Eudemonisticamente, e é esse meu interesse, a CNV pode ser útil se utilizada instrumentalmente para lidar consigo mesmo, com pessoas com as quais temos relações íntimas e, eventualmente, com pessoas com as quais convivemos (colegas de trabalho, vizinhos, trabalhadores que prestam serviços a nós, etc.). As pessoas que se aproximam da CNV por causa da utopia que ela alimenta (e a maioria o faz), ou as pessoas que se aproximam pensando em melhorar suas vidas mas que se deixam seduzir por essa utopia, estão condenadas a pegar uma ferramenta que poderia melhorar a vida delas e transformá-la numa fonte de sofrimento para si mesmas.

11/07/2017

Sentido físico do universo: aumento da entropia;
Sentido moral do universo: nenhum;
Sentido físico da vida: autopoiese;
Sentido moral da vida: nenhum.

Schopenhauer diz, capítulo VIII, §109, de Parerga e Paralipomena, o seguinte:

"Que o mundo possui apenas uma significação física, e nenhuma moral, constitui o maior, o mais condenável, e o mais fundamental erro, a própria perversidade da mentalidade, e provavelmente forma no fundo aquilo que a fé personificou como o anticristo. Contudo, e a despeito de todas as religiões, que em sua totalidade afirmam o contrário, o que procuram fundamentar à sua maneira mítica, este erro fundamental nunca desaparece inteiramente do mundo, mas, de tempos em tempos, sempre ergue novamente sua cabeça, até que esta é novamente forçada a se encobrir pela indignação geral."
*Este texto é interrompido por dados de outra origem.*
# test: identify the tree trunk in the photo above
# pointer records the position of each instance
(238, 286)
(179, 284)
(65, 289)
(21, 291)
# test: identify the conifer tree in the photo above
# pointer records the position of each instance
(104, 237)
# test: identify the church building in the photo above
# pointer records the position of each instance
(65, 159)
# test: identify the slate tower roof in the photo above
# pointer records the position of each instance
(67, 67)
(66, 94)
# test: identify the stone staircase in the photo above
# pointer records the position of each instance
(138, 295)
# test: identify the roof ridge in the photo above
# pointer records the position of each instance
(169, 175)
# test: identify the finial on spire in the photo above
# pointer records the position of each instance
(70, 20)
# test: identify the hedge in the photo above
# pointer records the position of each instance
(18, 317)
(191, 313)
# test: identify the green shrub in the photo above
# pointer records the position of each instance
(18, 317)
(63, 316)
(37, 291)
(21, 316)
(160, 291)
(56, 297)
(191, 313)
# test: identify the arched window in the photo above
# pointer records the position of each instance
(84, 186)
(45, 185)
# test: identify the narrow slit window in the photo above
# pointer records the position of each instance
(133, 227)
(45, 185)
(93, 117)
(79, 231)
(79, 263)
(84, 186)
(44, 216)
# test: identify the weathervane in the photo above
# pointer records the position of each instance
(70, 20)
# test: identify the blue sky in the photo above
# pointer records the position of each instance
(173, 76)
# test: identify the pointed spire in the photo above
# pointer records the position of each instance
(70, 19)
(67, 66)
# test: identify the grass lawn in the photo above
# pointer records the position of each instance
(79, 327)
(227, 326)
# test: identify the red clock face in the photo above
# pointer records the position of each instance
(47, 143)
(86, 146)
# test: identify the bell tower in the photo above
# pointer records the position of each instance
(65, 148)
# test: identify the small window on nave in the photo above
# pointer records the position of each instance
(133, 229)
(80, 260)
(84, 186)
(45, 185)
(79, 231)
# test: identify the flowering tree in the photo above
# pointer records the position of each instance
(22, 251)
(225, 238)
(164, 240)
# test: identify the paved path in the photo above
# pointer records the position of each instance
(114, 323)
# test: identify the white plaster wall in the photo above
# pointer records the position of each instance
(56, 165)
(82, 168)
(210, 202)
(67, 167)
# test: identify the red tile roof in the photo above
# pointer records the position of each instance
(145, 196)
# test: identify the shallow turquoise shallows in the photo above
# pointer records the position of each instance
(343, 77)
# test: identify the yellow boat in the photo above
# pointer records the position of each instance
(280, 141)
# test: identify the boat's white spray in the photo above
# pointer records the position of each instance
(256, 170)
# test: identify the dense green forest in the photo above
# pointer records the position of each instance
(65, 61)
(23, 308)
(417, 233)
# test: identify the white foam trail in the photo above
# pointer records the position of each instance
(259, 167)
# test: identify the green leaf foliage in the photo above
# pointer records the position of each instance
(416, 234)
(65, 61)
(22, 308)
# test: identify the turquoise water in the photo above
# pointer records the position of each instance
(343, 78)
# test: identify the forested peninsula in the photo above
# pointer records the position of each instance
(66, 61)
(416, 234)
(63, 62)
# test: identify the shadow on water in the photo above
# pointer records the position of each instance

Erro fundamental? Indignação geral? Não percebe Schopenhauer o perigo de recorrer ao arbítrio do vulgo como fiel da balança? Essa verdade fundamental desagrada ao vulgo porque é incompatível com a realização da autopoiese (nas palavras de Schopenhauer, com a afirmação do querer-viver), e, por isso, deve ser negada. Não percebeu Schopenhauer a contradição entre o conhecimento e a vida? Percebeu, mas por que aqui parece não notar isso? Isso que dá levar Platão a sério, com seu blá-blá-blá de identidade entre verdade, bem, virtude, beleza... O fato da massa, formada por meras máquinas autopoiéticas (para usar a linguagem schopenhauriana: pessoas cujo intelecto não está em nada emancipado da vontade), não aguentar essa falta de sentido moral para a vida deveria ser uma evidência de que essa falta é justamente a verdade.
Sem perceber, aqui Schopenhauer se comprometeu com a afirmação da vontade que ele tanto demonizou. Isso que dá ser um idealista.